Reading this thread, involving exposure to a rabid bat, it says that many people had to receive rabies vaccines. In the old days it was said that you needed a typhoid immunization if you stepped on a rusty nail.
Isn’t that closing the barn door after the horse is out? If you’ve been infected by rabies, how is exposing you more (or to a closely related compound) going to help you? Isn’t your body already preparing it’s immune response? How can a vaccination be retroactive, so to speak?
First of all, it’s tetanus, not typhoid for ‘rusty nail’ and the old days include today. The idea in that case is to remind your immune system how to fight off tetanus since it has probably forgotten how since your last booster (usually around 14 years old and good for 5-10 years). Tetanus vaccination is a part of routine childhood immunizations in a combination with diphtheria and pertussis (DTaP).
Rabies is a bit different. In that case, you will get a series of vaccinations over a period of about a month to prevent you from contracting the disease after a possible exposure. Rabies is a very indolent (slow moving) infection and it’s possible in this case to get the immune system going after exposure, but before the infection can ‘take hold’ so to speak.
In the case of rabies, it’s because the virus lives in your nervous system, and so never gets exposed to your immune system. If your immune system is primed with a vaccination, it can then detect infected cells and destroy them.
With tetanus, I want to say it’s a toxin you’re fighting, but I’d have to look that up.
Sort of. The bacteria in question (Clostridium tetani) will grow in a wound and then produce the toxin which is what causes all the problems. But the vaccine is meant to keep the bacteria from being able to multiply at all.
Been tehre done that many times on the tetanus shot in an emergency room. SOP for nurses to ask how long since your last one, and then while you hesitate to think about it, jab you in the arm with a new one.
Rabies takes about 3 weeks to develop, so a shot can be helpful there too. Had to find that out the semi-hard way last year too.
The immune globulin (antibodies against the rabies virus) can start neutralizing virus while the vaccine begins priming the patient’s own immune system to attack.

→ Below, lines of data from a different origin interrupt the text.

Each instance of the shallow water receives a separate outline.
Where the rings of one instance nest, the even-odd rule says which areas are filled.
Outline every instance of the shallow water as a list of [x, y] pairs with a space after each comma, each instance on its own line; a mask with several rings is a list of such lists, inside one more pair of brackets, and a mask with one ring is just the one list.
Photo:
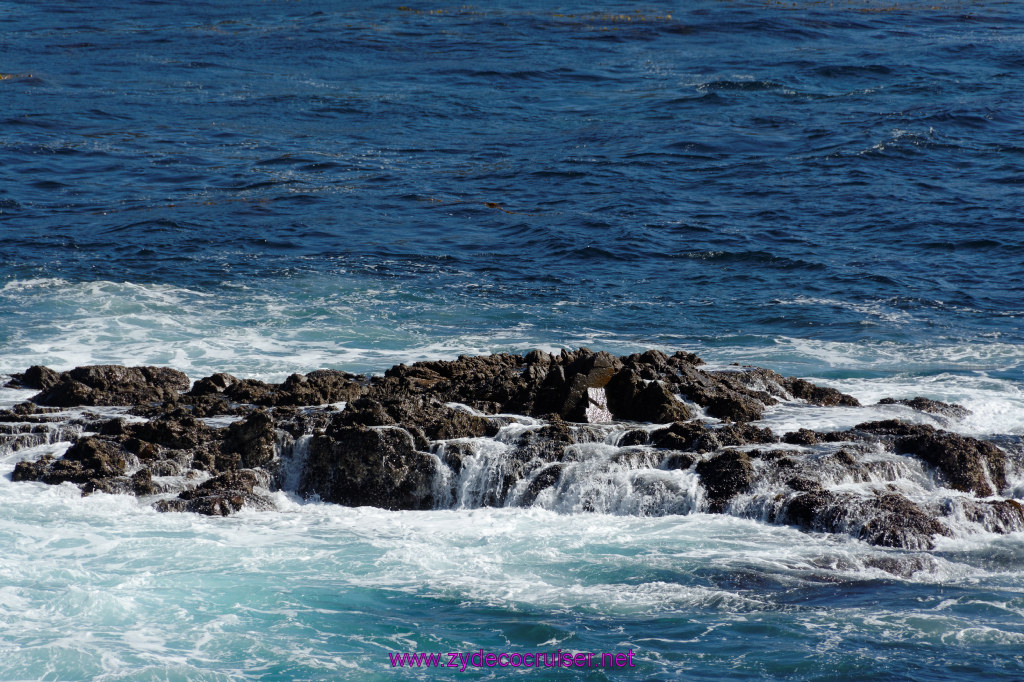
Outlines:
[[[0, 373], [657, 347], [1024, 434], [1017, 5], [359, 5], [0, 2]], [[1024, 675], [1019, 534], [279, 506], [0, 478], [0, 677]]]

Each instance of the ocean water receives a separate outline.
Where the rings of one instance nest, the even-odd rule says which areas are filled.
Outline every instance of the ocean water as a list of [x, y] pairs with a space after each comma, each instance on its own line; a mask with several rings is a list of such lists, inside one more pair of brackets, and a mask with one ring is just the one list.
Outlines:
[[[1019, 4], [6, 0], [0, 20], [0, 374], [654, 347], [959, 402], [948, 428], [1020, 447]], [[910, 416], [763, 425], [865, 415]], [[1024, 677], [1020, 534], [912, 552], [696, 502], [283, 492], [211, 519], [11, 482], [65, 446], [0, 452], [0, 679]], [[388, 658], [480, 649], [636, 666]]]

Depends on the bite location. The virus enters the local nerve and slowly reproduces its way upstream to the brain. Once it hits the brain, you’re dead. So the farther from your head the bite is, the longer it takes to manifest. Being bitten on the foot is much better than, say, your neck.
Well, in the case of a vaccine of course the virus is in some sort of weakened state.
So, while your body is slugging it out with the real deal, it encounters the weakened virus, and obviously your immune system doesn’t focus on one foreign agent at a time.
It kicks the weakened virus’ ass fast, developing antibodies along the way. Eventually it tries those same antibodies on the previous invader, and as a great leader once said: “Mission accomplished”.
Just to add, the tetanus infection has nothing to do with the rust on a nail. The bacteria lives in the soil and can be aquired by any cut that is dirty. Rusty nails have nothing to do with it. Puncture wounds are just harder to clean out and more likely to hold the tetanus bacteria long enough to cause a problem.
That is why when you go to the emergency room with a skin wound and cannot give a date as to your last tetanus shot, they give you a new booster anyway.